As a geriatrician, Paula Rochon’s job was to improve the health of the elderly patients and residents at the Baycrest Institute in Toronto. As the former senior scientist of that institute, she’s helped build the technology that makes doing that job easier.
(Rochon has since left Baycrest and is now VP of Research at Women’s College Research Institute.)
Baycrest completed a rollout of both a computerized order entry system (CPOE) and an electronic clinical decision support (CDS) system back in 2004. It was Rochon’s answer to a growing and disturbing trend – the overmedication of many seniors in nursing homes.
As the elderly face down a number of health problems and find themselves juggling many multi-coloured, drug-filled capsules, they are at more risk of suffering from an adverse reaction. It can be hard for doctors writing prescriptions to know what medications might conflict, and what dosage is safe in every circumstance. Computerized CDS systems are designed to help fix that.
“Because older people, who are often quite frail, require different doses of drugs, the system makes it so amounts are appropriate for the kind of patient you’re prescribing for,” Rochon says. The system, she says, offered “a way to improve the way we did things.”
CDS existed before computers found their way into hospitals. Any system that takes information about a patient and makes it accessible to a doctor in order to help improve the care received can be described as CDS.
“Colour-coded reminders and post-it notes are all examples of clinical decision support in the paper world,” says Anwar Mohammad Sirajuddin, the CDS lead in Information Systems Division at Memorial Hermann Healthcare System, based in Texas.
Sirajuddin says many hospitals are now upgrading their processes to make use of computerized CDS. But the implementation of such a sophisticated system requires a hospital to already have a superior technology infrastructure. It’s also not a cure-all for ineffective work flows, but it can help make a well-run health care facility an even better one.
It’s not the type of software one is just able to buy and install either. Many U.S.-based vendors offer CDS tools in software suites tailored for hospitals, but the tools require a high level of customization with the hospital’s electronic health records (EHR) to be of value.
Rochon notes that no vendor had created a CDS system for a long term care facility, so Baycrest had to build it from the ground up with the help of Meditech.
“Developing the whole system required a big input from all sorts of areas in the organization,” she says. “Not only is the physician writing the order, but the pharmacy is receiving it, and the nurse is processing it and administering the drugs.” It really requires an entire group “to come up with a process that makes sense for the computer.”
The hard work has paid off for Baycrest. The system has helped streamline the process of ordering drugs – the order is now instantly transmitted from doctor to pharmacy. It’s resulted in doctors prescribing lower dosages of drugs, and helped to avoid drug-related health problems.
“It’s made people feel a lot more comfortable about their prescriptions,” Rochon says. “The doctors get some more input to make their decisions. They’re not doing it in isolation, but in a whole context.”

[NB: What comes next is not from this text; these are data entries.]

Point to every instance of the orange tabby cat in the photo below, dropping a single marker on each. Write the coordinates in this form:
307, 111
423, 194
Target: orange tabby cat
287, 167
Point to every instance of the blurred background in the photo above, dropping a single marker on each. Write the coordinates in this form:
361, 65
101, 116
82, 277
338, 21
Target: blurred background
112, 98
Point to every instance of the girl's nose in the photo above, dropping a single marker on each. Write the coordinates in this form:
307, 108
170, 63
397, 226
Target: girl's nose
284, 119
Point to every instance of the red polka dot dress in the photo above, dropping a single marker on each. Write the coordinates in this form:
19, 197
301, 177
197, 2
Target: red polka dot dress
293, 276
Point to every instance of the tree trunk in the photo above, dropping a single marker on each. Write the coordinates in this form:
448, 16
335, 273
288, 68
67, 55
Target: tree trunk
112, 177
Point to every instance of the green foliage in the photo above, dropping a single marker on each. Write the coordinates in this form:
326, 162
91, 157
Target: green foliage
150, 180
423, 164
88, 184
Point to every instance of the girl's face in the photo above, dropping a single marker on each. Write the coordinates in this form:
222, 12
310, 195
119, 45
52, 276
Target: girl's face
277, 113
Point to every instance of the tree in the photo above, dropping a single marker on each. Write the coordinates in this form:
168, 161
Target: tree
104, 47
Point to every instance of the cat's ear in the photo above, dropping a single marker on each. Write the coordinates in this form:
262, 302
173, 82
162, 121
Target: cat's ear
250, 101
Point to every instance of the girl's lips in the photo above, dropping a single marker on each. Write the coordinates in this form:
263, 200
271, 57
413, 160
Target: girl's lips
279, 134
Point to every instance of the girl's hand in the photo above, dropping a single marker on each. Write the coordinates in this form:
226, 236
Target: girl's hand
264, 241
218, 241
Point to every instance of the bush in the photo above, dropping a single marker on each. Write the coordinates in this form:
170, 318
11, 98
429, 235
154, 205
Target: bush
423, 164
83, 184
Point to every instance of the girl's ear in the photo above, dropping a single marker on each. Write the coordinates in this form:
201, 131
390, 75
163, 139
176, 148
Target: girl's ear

The Chicago-based Healthcare Information and Management Systems Society recently released a guidebook designed for health care facilities making use of an electronic CDS. Sirajuddin was an associate editor on the journal, alongside Dr. Ferdinand Velasco, chief medical information officer at Texas Health.
Texas Health began rolling out its CDS system two-and-a-half years ago. The project is expected to be completed by around 2011. That sort of timeline is typical of large hospitals putting a complex CDS system in place, Velasco says.
“It’s almost a philosophy rather than a specific technology set,” he says. “Those who aren’t as sophisticated in their understanding of decision support think it is just something you can buy and install. But it’s not.”
Hospitals can’t be too aggressive in rolling out a CDS system because there is a danger of overwhelming staff with the information being made available, he adds. It is wise to make sure that your operations are running well, and then introduce different tools and components of the complex system, one phase at a time.
“If users feel they are getting too many alerts or reminders, they are not really integrating the information,” he says. “Physicians may start to ignore the alerts at the expense of patient safety.”
Baycrest had a similar approach when introducing its system. Coming up with the appropriate rules to alert physicians and then making sure they only appeared when needed was a long process, Rochon says, but worthwhile.
Baycrest, she says, didn’t want to create a system that bombarded doctors with messages everytime they sought to do something. “Then people won’t pay very much attention to what you’re telling them to do.”
The system was thought out soit works in the background as much as possible, she adds. For example, instead of alerting a doctor who has prescribed too high a dose of a drug, the system just calculates the appropriate amount to give.
All that, and the system has solved the long standing problem of illegible doctor handwriting on prescriptions, too.